Alfie Kohn describes them as being like 2 sides of the same coin. Both are methods used to control kids.
I know that sounds harsh, but if you think back to your Psych 101 course in college, you’ll probably remember that these methods were developed in the laboratory to control the behaviour of rats by B.F. Skinner.
Are our kids rats? Of course not!
They have the ability to think and problem solve intelligently, empathize, and judge whether things are right or wrong. We can’t afford to treat them as if they are rats in a maze trying to get to a piece of cheese.
That’s too easy! And we’re smarter than that.
So Why Do Kids NEED Discipline?
The difference between kids and adults, and the reason they need discipline, is that they have not fully cognitively developed to use those problem solving skills, empathy and moral centers.
In The Whole-Brain Child: 12 Revolutionary Strategies to Nurture Your Child’s Developing Mind, Dr. Dan Siegel talks about how kids’ brains are not finished developing until the mid twenties!
Explains some things doesn’t it?
The part of the brain that handles things like problem solving, decision making, empathy, emotional control and morality is literally under construction throughout childhood – dramatically so in the first few years of life, and again in the teen years.
So – how do we help our kids develop those desirable characteristics listed above? And learn to monitor their own choices responsibly and become socially adept?
We TEACH them.
That’s what the word Discipline means after all.
But we also need to realize at the same time, that it may just take time, lots of feedback, and practise for them to learn these skills and positive behaviours.
Patience is a virtue – and positive parents need a LOT of it!
Positive discipline is not always “easy” – it takes skills, knowledge, and time.
However, the benefits far outweigh more controlling parenting approaches and once learned, life with kids becomes far easier, enjoyable, and even peaceful.
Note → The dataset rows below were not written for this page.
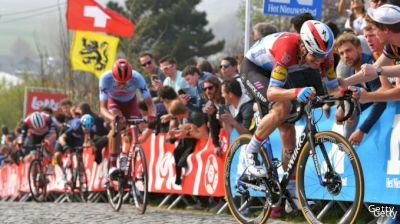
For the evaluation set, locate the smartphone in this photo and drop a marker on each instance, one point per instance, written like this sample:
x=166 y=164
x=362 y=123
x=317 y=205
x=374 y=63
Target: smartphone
x=154 y=78
x=181 y=92
x=222 y=109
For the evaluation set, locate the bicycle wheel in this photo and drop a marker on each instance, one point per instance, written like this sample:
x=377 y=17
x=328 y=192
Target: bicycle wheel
x=341 y=198
x=139 y=185
x=37 y=181
x=246 y=205
x=115 y=192
x=69 y=184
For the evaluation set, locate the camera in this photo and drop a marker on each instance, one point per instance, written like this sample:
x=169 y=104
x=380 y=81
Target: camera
x=222 y=108
x=154 y=78
x=181 y=92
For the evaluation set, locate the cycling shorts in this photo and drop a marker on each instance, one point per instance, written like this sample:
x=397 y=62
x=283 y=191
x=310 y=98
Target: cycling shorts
x=128 y=109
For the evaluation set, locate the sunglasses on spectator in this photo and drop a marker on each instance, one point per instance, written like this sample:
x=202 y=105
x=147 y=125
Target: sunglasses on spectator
x=208 y=88
x=167 y=66
x=316 y=55
x=225 y=66
x=376 y=1
x=146 y=63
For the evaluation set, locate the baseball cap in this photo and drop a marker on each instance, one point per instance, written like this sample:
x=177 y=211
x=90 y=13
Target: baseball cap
x=385 y=14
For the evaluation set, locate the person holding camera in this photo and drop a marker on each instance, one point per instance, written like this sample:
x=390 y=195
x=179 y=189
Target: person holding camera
x=239 y=114
x=192 y=126
x=195 y=78
x=151 y=68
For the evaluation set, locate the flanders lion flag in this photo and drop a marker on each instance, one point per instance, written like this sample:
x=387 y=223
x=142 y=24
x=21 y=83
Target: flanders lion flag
x=93 y=52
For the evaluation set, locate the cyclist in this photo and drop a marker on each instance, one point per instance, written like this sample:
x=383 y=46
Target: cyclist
x=267 y=69
x=79 y=132
x=39 y=127
x=118 y=99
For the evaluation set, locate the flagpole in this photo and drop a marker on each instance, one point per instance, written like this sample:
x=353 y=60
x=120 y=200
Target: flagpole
x=247 y=27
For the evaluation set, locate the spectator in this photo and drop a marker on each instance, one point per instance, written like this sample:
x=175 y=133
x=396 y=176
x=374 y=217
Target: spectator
x=195 y=78
x=4 y=132
x=192 y=126
x=150 y=67
x=65 y=106
x=175 y=79
x=204 y=66
x=355 y=16
x=212 y=93
x=157 y=126
x=349 y=48
x=386 y=22
x=229 y=71
x=239 y=114
x=261 y=30
x=297 y=21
“Once you decide to do right, life is easy, there are no distractions.” ~ William Edgar Stafford
When we take the time to really respect our kids and to teach them how to BE – we are doing the best we can to ensure their lifelong emotional health, happiness and security with themselves.
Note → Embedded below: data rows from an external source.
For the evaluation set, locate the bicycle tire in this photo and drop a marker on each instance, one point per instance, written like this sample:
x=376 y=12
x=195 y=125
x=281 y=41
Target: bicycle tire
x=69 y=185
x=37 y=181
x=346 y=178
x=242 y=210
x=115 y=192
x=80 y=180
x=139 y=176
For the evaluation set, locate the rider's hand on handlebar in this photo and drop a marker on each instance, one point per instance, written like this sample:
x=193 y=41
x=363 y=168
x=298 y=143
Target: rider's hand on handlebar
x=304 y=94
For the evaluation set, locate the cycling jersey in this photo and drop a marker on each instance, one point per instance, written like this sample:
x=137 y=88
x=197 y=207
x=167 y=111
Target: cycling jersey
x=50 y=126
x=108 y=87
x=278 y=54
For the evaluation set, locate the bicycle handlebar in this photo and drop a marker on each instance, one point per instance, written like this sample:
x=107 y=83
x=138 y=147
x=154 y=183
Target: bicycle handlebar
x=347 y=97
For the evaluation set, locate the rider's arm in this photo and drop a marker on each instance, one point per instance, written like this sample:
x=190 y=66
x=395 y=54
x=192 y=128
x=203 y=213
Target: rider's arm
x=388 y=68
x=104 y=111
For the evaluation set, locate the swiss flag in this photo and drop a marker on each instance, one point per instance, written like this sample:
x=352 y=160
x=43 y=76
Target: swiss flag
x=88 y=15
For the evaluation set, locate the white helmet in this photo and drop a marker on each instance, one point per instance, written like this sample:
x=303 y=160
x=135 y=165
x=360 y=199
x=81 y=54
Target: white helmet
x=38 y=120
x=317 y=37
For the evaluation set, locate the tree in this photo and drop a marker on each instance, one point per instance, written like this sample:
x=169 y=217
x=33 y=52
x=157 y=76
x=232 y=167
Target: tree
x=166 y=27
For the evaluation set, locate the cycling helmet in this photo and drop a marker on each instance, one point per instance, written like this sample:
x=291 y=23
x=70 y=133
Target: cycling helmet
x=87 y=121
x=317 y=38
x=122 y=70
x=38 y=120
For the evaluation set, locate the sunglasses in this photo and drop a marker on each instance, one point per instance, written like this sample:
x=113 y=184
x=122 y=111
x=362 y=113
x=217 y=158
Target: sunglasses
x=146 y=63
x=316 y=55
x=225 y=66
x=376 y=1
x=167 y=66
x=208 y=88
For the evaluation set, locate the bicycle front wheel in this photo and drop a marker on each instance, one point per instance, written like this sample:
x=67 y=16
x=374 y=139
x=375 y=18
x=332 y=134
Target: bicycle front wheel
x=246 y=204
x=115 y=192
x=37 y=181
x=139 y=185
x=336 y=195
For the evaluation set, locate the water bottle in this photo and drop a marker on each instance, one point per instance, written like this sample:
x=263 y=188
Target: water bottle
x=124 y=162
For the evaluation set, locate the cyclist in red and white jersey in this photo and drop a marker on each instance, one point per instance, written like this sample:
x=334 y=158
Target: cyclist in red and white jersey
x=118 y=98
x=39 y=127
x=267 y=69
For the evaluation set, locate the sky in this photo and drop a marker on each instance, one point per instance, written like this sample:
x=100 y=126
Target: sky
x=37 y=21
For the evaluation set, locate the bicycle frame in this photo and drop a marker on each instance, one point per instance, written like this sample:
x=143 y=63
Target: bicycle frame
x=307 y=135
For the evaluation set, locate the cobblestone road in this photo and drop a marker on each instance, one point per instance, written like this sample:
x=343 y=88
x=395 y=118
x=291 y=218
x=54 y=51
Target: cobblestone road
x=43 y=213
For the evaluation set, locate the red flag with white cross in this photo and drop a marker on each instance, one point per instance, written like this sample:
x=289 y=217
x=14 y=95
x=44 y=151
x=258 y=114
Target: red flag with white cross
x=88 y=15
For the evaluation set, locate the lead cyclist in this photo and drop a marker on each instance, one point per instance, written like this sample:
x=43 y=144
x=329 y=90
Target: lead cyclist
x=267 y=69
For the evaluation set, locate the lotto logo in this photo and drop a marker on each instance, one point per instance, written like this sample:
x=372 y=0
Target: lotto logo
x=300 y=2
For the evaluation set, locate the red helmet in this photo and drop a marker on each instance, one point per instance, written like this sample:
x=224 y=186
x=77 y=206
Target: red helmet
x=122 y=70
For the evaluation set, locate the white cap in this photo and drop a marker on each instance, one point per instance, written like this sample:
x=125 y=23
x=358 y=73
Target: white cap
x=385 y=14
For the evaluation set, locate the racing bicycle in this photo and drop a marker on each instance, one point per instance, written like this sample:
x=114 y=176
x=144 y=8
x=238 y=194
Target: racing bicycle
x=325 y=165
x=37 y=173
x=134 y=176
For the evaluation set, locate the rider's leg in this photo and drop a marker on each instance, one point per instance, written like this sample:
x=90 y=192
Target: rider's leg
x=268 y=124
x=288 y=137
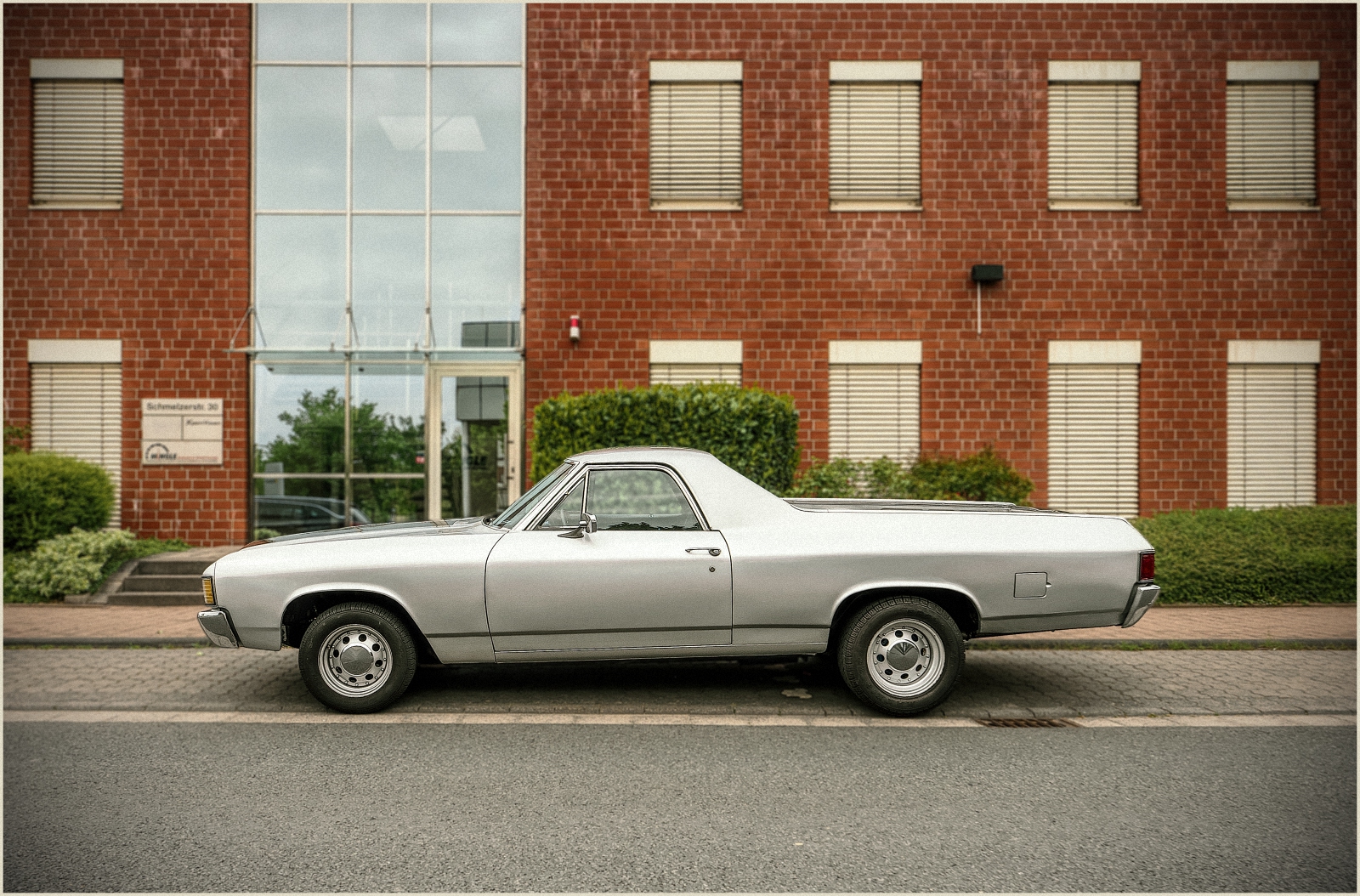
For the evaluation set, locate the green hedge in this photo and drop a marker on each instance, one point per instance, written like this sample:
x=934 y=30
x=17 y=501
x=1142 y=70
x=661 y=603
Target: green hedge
x=75 y=563
x=1280 y=555
x=49 y=495
x=983 y=476
x=750 y=430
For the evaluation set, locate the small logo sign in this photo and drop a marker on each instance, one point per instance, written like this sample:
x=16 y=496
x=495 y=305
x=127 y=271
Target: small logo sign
x=160 y=451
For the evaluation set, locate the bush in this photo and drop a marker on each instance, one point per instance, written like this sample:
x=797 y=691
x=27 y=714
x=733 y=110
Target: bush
x=750 y=430
x=75 y=563
x=1280 y=555
x=983 y=476
x=49 y=495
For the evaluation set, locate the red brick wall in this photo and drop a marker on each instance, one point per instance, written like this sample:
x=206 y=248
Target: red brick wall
x=785 y=275
x=167 y=274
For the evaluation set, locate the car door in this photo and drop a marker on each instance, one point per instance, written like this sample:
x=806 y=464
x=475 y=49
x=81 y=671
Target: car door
x=650 y=576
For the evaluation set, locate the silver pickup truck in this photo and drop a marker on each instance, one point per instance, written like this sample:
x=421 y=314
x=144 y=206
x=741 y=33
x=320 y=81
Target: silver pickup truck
x=670 y=553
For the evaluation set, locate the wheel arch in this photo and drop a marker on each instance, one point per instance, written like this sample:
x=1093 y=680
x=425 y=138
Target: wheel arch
x=303 y=608
x=959 y=604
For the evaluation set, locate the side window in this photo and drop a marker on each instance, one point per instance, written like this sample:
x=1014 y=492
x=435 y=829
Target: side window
x=643 y=501
x=568 y=512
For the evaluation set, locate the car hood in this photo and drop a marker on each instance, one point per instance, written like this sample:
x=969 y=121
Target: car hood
x=382 y=530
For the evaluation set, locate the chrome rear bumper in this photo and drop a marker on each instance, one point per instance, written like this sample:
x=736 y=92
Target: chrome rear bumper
x=1144 y=596
x=217 y=624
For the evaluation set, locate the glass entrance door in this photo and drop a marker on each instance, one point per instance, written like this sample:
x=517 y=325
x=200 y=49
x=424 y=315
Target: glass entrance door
x=475 y=467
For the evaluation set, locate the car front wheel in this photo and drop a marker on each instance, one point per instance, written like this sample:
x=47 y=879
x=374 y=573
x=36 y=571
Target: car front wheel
x=357 y=658
x=901 y=655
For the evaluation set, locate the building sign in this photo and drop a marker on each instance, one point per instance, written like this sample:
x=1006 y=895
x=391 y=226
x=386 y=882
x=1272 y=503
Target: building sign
x=181 y=431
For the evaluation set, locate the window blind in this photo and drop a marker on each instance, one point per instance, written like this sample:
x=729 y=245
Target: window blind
x=695 y=145
x=1272 y=435
x=875 y=143
x=76 y=410
x=1094 y=438
x=682 y=374
x=1092 y=143
x=1271 y=143
x=875 y=411
x=76 y=142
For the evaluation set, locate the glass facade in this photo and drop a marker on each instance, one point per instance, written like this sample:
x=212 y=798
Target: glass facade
x=388 y=245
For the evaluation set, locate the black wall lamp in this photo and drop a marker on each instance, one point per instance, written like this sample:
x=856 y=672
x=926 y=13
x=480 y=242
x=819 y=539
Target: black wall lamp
x=985 y=274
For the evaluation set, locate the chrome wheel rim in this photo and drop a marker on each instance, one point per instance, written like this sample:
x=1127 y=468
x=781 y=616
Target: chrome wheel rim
x=906 y=658
x=355 y=660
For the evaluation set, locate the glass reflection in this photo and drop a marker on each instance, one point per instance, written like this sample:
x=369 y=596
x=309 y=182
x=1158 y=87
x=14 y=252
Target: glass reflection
x=476 y=139
x=389 y=135
x=473 y=456
x=475 y=275
x=299 y=138
x=299 y=281
x=387 y=435
x=387 y=419
x=292 y=506
x=301 y=31
x=388 y=281
x=478 y=31
x=389 y=31
x=298 y=421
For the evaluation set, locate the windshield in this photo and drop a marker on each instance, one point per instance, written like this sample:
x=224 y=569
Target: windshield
x=516 y=512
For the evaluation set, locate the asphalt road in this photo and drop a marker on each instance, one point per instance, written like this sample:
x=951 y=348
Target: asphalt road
x=94 y=807
x=997 y=683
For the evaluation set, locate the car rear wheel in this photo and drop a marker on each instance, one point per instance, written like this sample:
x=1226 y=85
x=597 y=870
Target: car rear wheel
x=357 y=658
x=902 y=655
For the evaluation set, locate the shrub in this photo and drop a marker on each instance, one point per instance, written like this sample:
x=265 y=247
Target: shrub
x=750 y=430
x=49 y=495
x=75 y=563
x=983 y=476
x=1280 y=555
“… it is the greatest of all mistakes to begin life with the expectation that it is going to be easy, or with the wish to have it so.” ~ Lucy Larcom, A New England Girlhood
What are the 10 Positive Discipline Strategies?
Here are 10 ways that we can TEACH or discipline without controlling our kids.
These ideas are gathered from a number of sources, including highly-respected positive parenting books, as well as parenting workshops.
1. D is for Distracting
With younger children, this is one of the simplest strategies to use.
For example, when your toddler is walking towards a forgotten open electrical socket with that gleam in his/her eye – call out to them and say something like, “That’s not safe honey! Electricity can hurt you.”
Then show them a fun toy, or enthusiastically say,”Wow – let’s look at this instead!” and guaranteed they’ll turn away from that socket to see what you are looking at. (Then later get that empty socket plug back in!)
When they don’t want to go upstairs to bed, suggest you both “fly up like dragons to the secret lair” and start flapping your wings and breathing fire! (I use different versions of this one successfully all the time with my son).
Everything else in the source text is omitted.